Other cases, such as sorting, graph algorithms or whatever, will end up using slightly more overall compute (so there's a tradeoff), or traversing in a different order (CPUs favor depth first search. GPUs will go far more breadth-first before their tens-of-thousands of threads fill up, so you end up traversing the graph / tree in a different order and getting slightly different results)

As such, other algorithms require the programmer to make a judgement: is it worth gaining log2(processors) amount of total work, in order to use a GPU and perform the calculation in parallel? Almost certainly. But other algorithms are O(processors) or worse, at which point a purely sequential (or a low-thread count: like 32-threads) would be better than 10,000 threads.

GPU lanes are much slower: they access memory at far higher latenciess, and GPUs are in-order processors (lacking branch prediction, out-of-order or superscalar tricks from the CPU world). As such, GPU threads are much much slower individually than CPU threads. You just get a ton of GPU "threads" to make up the difference.

spekcular wrote at 2021-12-01 18:00:11:

Thanks for the very detailed and helpful reply.

Do you know of any good books or references where I could learn more about these things?

The books that are usually recommended seems to be CUDA-centric and out of date. I'm interested in learning the more general concepts you talk about in your answer, so that I can effectively write e.g. monte carlo simulations on arbitrary GPU hardware. (I don't have an Nvidia GPU!)

dragontamer wrote at 2021-12-01 18:07:41:

> The books that are usually recommended seems to be CUDA-centric and out of date.

The CUDA-ones are usually best, because they're at least with a modern API. The other recommendations I got are the 80s stuff on vector computers and the CM-2.

It turns out that a huge community of high-performance programmers have experimented with all of these concepts in the 1970s, 80s, 90s, and 00s, long before GPUs. All of their concepts still work today on modern GPUs.

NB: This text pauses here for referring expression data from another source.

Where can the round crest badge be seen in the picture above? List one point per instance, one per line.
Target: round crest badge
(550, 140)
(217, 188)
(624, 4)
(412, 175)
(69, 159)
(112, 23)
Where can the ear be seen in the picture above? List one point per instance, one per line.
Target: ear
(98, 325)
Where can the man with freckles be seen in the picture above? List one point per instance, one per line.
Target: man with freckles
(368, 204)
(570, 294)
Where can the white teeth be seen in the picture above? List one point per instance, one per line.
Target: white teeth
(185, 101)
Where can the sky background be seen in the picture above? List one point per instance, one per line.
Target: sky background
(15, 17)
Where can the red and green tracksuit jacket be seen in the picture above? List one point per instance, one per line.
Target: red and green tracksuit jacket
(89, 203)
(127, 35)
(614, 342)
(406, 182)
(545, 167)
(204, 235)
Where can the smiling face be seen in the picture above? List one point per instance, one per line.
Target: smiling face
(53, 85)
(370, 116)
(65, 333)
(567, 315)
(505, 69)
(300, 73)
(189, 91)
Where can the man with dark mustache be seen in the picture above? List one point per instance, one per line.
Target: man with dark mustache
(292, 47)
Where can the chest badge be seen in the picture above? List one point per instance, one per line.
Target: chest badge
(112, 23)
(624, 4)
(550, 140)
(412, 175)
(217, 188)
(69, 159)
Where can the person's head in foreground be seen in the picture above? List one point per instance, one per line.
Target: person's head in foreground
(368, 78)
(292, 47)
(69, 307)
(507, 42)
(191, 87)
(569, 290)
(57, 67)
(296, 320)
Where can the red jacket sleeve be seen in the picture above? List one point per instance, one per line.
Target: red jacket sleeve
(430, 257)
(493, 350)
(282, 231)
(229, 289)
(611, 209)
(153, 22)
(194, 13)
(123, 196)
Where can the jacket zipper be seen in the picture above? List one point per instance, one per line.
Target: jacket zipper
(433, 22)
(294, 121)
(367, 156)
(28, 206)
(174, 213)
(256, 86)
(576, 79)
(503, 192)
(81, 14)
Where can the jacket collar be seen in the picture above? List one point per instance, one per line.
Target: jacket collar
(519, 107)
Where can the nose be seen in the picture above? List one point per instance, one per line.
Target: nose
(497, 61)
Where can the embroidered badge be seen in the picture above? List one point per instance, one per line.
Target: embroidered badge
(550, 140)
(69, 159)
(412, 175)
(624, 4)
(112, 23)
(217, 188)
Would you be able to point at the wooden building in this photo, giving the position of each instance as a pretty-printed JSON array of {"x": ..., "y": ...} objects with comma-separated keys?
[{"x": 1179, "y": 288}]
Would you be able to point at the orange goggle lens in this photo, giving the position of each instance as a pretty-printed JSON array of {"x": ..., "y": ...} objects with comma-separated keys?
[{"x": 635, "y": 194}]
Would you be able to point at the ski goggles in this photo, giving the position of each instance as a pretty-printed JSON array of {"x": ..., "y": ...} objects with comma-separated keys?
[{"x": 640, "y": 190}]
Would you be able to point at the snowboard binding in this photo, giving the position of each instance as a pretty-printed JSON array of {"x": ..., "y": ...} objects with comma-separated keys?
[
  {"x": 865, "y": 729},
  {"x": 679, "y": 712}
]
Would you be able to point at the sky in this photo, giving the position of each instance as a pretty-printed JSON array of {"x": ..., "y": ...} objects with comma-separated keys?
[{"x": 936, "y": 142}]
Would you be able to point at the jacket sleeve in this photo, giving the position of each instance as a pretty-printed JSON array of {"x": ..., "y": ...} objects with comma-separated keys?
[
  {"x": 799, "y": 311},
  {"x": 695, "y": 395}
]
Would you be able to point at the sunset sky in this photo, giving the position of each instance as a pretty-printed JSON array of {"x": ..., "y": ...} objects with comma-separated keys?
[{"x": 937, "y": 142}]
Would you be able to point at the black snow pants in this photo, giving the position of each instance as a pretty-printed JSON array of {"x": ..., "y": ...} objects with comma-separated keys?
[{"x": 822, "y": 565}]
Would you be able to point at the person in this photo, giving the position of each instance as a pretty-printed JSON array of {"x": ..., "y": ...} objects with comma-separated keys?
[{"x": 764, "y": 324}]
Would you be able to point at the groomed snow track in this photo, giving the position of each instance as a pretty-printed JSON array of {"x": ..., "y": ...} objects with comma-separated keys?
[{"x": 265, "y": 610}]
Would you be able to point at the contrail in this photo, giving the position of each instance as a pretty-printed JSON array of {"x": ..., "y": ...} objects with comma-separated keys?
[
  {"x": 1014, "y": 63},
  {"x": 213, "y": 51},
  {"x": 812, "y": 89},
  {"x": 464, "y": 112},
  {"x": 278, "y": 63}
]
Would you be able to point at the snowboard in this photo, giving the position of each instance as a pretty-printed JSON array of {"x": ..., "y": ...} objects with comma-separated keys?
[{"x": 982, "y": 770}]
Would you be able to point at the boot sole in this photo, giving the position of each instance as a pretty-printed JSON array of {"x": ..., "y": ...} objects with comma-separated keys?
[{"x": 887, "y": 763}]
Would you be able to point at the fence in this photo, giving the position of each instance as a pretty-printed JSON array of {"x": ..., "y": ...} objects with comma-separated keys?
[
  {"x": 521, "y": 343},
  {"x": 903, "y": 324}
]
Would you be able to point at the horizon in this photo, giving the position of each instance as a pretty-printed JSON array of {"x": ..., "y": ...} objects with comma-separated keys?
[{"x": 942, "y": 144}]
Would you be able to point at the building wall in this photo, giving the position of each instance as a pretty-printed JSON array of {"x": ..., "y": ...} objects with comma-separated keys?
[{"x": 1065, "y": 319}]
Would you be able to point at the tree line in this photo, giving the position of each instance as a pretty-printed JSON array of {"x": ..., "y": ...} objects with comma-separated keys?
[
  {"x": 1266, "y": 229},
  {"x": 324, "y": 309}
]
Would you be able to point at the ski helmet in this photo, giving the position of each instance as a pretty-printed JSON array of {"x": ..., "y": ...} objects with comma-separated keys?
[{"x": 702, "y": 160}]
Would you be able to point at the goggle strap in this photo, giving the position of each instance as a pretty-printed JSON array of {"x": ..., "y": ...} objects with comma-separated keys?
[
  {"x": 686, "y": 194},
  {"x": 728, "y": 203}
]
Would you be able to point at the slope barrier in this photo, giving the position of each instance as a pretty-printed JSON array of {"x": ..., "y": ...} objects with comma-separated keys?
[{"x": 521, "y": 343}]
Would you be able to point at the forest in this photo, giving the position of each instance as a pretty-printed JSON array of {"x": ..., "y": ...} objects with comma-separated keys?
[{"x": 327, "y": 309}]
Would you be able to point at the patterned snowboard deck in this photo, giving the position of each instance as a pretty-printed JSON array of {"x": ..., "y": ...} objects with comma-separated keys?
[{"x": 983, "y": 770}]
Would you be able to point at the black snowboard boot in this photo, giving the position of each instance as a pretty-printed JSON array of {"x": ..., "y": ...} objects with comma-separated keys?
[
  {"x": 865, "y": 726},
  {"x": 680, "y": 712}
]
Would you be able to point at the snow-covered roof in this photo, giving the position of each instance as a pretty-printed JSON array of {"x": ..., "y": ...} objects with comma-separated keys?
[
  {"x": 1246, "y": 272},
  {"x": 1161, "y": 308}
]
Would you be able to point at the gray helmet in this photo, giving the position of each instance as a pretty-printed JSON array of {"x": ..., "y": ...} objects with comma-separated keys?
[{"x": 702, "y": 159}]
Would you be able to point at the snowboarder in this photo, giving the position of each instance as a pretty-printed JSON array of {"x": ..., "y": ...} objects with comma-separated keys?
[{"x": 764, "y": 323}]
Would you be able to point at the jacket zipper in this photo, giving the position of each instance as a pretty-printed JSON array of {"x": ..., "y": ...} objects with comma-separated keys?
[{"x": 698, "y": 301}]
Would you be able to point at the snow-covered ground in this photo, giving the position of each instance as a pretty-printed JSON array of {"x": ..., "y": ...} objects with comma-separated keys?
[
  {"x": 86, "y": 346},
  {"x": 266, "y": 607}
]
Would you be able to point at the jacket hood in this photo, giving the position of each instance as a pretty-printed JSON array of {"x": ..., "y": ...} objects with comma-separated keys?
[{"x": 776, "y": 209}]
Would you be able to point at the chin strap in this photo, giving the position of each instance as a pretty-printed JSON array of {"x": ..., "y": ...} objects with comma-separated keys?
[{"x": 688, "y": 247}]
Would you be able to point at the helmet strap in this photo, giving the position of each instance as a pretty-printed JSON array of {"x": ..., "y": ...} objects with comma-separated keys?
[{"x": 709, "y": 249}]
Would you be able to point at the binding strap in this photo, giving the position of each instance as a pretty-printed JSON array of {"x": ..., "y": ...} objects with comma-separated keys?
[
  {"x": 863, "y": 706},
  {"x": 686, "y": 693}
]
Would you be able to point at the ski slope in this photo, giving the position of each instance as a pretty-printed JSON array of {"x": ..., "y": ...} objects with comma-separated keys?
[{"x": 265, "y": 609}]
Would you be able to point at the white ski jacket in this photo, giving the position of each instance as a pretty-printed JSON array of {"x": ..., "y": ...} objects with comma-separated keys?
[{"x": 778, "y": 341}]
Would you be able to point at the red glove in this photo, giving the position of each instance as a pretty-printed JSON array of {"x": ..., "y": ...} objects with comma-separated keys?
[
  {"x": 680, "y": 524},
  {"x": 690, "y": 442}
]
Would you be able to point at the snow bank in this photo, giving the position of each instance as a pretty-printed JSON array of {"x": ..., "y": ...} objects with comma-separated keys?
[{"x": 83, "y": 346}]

Looking up the right keywords: such as "CREW-PRAM algorithms" (Concurrent-Read Exclusive Write, Parallel RAM model) immediately gives you plenty of results for some things. (Ex: I just searched on 'CREW-PRAM DFS' and got:

https://core.ac.uk/download/pdf/82490222.pdf

).

The key is understanding what the "old word" for GPU was. That's PRAM, the Parallel-RAM model. That's how programmers from the 1970s, 1980s, and 1990s talked about algorithms written for the GPU-style called it back then.

Newer articles / books talk about GPUs directly.

--------------

I'd say the fundamentals are covered in the 1970s, such as "A Parallel Algorithm for the Efficient Solution of a General Class of Recurrence Equations" by Kogge, which leads to the development of Prefix sum (as it is called today).

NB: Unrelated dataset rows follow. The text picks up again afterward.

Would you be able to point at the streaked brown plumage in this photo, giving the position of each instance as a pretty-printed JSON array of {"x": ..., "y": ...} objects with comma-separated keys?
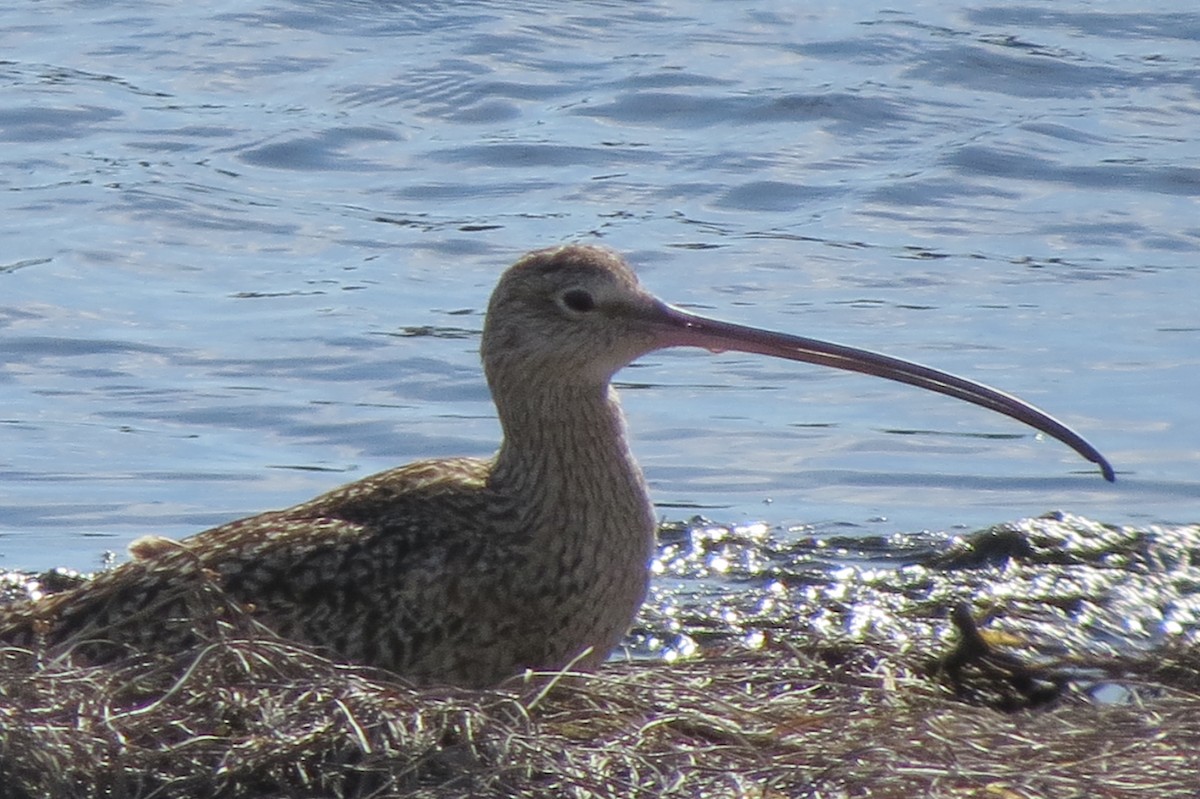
[{"x": 463, "y": 570}]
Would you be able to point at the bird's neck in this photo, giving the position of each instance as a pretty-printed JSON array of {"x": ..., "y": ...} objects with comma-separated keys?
[{"x": 565, "y": 445}]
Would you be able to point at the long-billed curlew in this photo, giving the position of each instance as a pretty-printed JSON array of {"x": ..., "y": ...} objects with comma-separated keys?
[{"x": 466, "y": 570}]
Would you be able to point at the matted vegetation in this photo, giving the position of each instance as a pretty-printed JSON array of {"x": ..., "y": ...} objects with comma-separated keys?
[
  {"x": 1068, "y": 690},
  {"x": 262, "y": 718}
]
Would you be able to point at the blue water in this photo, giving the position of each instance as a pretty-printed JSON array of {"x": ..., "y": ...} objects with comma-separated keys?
[{"x": 246, "y": 247}]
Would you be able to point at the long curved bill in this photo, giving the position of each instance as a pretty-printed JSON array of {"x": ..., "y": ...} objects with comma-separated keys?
[{"x": 679, "y": 328}]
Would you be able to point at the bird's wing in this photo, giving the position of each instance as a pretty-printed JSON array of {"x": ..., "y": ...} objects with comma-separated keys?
[{"x": 279, "y": 566}]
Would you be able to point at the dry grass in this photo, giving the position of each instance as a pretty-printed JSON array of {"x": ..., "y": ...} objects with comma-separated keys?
[{"x": 261, "y": 718}]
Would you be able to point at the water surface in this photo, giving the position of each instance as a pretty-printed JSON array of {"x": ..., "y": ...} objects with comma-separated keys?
[{"x": 247, "y": 247}]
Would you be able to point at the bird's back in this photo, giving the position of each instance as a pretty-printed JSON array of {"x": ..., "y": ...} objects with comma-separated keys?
[{"x": 393, "y": 571}]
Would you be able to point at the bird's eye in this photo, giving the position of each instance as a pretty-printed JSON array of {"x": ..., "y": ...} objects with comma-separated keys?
[{"x": 579, "y": 300}]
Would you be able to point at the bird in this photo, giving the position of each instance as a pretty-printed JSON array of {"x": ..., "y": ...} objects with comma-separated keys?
[{"x": 468, "y": 571}]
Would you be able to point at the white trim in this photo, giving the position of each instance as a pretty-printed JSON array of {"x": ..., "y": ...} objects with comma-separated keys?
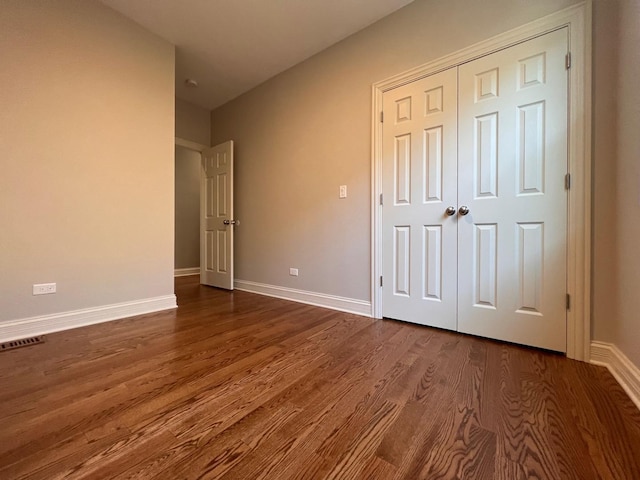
[
  {"x": 623, "y": 370},
  {"x": 29, "y": 327},
  {"x": 185, "y": 272},
  {"x": 350, "y": 305},
  {"x": 190, "y": 145},
  {"x": 578, "y": 20}
]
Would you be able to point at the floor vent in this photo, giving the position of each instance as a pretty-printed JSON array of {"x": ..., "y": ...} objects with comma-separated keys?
[{"x": 23, "y": 342}]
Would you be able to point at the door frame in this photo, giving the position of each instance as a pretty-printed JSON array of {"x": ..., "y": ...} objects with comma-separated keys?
[
  {"x": 577, "y": 19},
  {"x": 196, "y": 147}
]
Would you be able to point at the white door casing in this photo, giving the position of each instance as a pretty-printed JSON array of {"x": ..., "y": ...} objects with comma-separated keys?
[
  {"x": 577, "y": 19},
  {"x": 512, "y": 162},
  {"x": 216, "y": 208},
  {"x": 509, "y": 198},
  {"x": 419, "y": 183}
]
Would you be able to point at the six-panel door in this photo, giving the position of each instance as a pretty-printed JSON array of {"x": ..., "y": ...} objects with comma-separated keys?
[
  {"x": 489, "y": 138},
  {"x": 419, "y": 183},
  {"x": 512, "y": 162}
]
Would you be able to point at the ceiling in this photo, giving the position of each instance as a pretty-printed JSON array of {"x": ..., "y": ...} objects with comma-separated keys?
[{"x": 230, "y": 46}]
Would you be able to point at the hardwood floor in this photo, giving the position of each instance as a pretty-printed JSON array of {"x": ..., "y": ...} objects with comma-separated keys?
[{"x": 241, "y": 386}]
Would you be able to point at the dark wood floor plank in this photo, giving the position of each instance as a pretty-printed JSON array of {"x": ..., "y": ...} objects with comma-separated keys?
[{"x": 239, "y": 386}]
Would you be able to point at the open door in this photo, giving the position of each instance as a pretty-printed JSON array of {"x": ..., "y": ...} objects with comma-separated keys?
[{"x": 216, "y": 217}]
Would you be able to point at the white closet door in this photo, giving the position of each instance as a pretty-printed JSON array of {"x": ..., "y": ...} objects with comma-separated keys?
[
  {"x": 216, "y": 217},
  {"x": 512, "y": 166},
  {"x": 419, "y": 183}
]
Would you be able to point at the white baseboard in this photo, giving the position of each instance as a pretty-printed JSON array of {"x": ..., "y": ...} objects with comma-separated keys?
[
  {"x": 350, "y": 305},
  {"x": 29, "y": 327},
  {"x": 184, "y": 272},
  {"x": 624, "y": 371}
]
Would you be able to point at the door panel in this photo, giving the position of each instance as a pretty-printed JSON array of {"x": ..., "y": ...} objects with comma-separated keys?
[
  {"x": 419, "y": 183},
  {"x": 216, "y": 207},
  {"x": 512, "y": 164},
  {"x": 489, "y": 138}
]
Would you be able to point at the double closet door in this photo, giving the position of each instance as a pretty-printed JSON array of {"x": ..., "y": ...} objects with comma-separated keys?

Of course, CUDA code is clearer than a theoretical CREW-PRAM discussion. So perhaps its easier if you just read GPU Compute Gems by NVidia to cover the same material. Still, I find that the 1970s writing is often times better written for a beginner (back then, fewer programmers knew how parallel programming worked, but were clearly more math-heavy than today. So I find that reading old articles like that one helps my personal brain and personal thinking pattern)

---------

Ah right, the recommendation. I'd say "Data Parallel Algorithms" by Hillis / Steele (ACM Communications 1986) is an excellent introduction to general-purpose SIMD compute. It was written for CM-2, an ancient supercomputer that no longer exists, but the PRAM style applies to GPU algorithms today.

Its like 15 pages, but it really opens your eyes to the possibilities. A lot of CUDA stuff is very specific to NVidia GPUs (important specific details: like bank conflicts and shared memory, which you absolutely should learn about... but such details should be studied after you learned the way of parallel-thinking / PRAM model / etc. etc.)

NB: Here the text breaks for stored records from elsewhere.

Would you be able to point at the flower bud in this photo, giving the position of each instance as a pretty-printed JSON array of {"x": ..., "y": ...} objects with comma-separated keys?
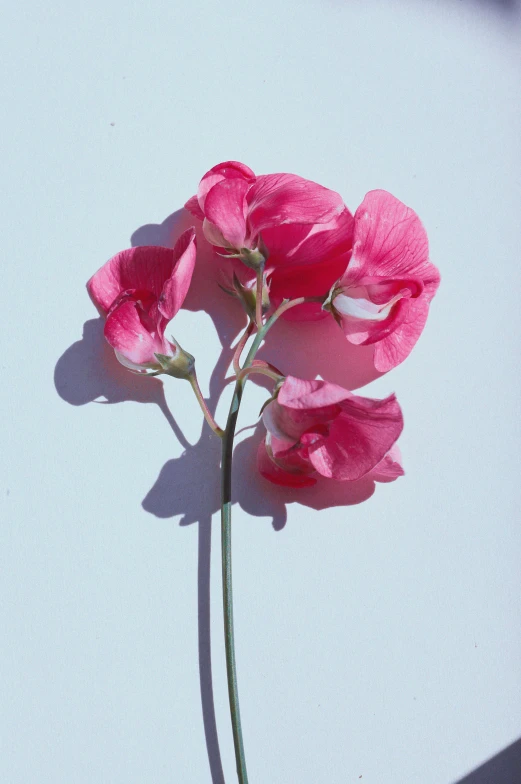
[
  {"x": 180, "y": 364},
  {"x": 253, "y": 259}
]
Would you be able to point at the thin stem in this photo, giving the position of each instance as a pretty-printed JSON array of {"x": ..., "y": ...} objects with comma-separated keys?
[
  {"x": 258, "y": 296},
  {"x": 226, "y": 531},
  {"x": 204, "y": 408}
]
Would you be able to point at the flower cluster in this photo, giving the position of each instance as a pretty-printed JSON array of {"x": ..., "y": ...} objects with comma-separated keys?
[{"x": 294, "y": 250}]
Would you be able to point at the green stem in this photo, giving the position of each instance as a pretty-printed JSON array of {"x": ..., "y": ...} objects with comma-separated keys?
[
  {"x": 204, "y": 408},
  {"x": 226, "y": 538}
]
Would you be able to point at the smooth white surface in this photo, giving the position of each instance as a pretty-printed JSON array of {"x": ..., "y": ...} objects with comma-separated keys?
[{"x": 377, "y": 642}]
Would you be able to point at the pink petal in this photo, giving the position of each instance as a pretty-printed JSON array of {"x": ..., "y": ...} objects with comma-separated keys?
[
  {"x": 177, "y": 284},
  {"x": 228, "y": 170},
  {"x": 275, "y": 199},
  {"x": 133, "y": 334},
  {"x": 397, "y": 346},
  {"x": 299, "y": 393},
  {"x": 389, "y": 280},
  {"x": 144, "y": 268},
  {"x": 358, "y": 439},
  {"x": 192, "y": 205},
  {"x": 301, "y": 405},
  {"x": 225, "y": 208},
  {"x": 389, "y": 240},
  {"x": 276, "y": 474}
]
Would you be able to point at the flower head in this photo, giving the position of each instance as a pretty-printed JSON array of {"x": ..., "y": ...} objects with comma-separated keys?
[
  {"x": 384, "y": 294},
  {"x": 317, "y": 429},
  {"x": 139, "y": 291},
  {"x": 299, "y": 231}
]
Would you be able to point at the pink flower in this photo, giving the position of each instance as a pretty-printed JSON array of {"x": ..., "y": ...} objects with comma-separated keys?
[
  {"x": 317, "y": 429},
  {"x": 139, "y": 291},
  {"x": 302, "y": 230},
  {"x": 383, "y": 297}
]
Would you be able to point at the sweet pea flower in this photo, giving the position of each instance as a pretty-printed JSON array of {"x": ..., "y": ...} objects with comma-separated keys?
[
  {"x": 384, "y": 294},
  {"x": 298, "y": 230},
  {"x": 318, "y": 429},
  {"x": 139, "y": 291}
]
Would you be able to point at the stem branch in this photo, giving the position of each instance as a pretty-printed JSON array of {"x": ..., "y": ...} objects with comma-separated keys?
[
  {"x": 226, "y": 517},
  {"x": 204, "y": 408}
]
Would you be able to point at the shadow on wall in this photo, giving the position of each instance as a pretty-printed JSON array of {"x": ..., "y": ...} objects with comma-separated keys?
[
  {"x": 89, "y": 370},
  {"x": 504, "y": 768}
]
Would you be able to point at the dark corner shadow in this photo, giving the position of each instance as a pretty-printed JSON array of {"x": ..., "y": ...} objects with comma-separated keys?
[
  {"x": 504, "y": 768},
  {"x": 189, "y": 485}
]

dragontamer wrote at 2021-12-01 20:33:36:

Oh: in case it isn't clear... CUDA is just the most popular current GPGPU programming language right now. There's ipsc, OpenCL, OpenACC, DPC++, SYCL and many others.

They are all closely related to the PRAM-model however. So algorithms study isn't really about learning CUDA-details or whatever, but learning the generic (and cross-language) concepts of parallel programming.

------

So it really doesn't matter if you're reading CUDA, or C-star (1980s code for the old CM-2 supercomputer). They're both PRAM in concept and therefore somewhat compatible in your brain.

It helps to know GPU-quirks for highest levels of optimization (wavefront programming, uniform branches, __shared__ memory), but you can learn these details after learning the generic PRAM stuff known for the past decades.

ArtWomb wrote at 2021-12-02 14:06:25:

Hey, dragon, thanks so much for your thoughtful replies. This thread turned into a bonanza of revelations into the future of graphics apis. And I have to concur, cpus are getting so inexpensive and powerful, proprietary renderers (designed to run on farms as well) simply target vector extensions for parallelism.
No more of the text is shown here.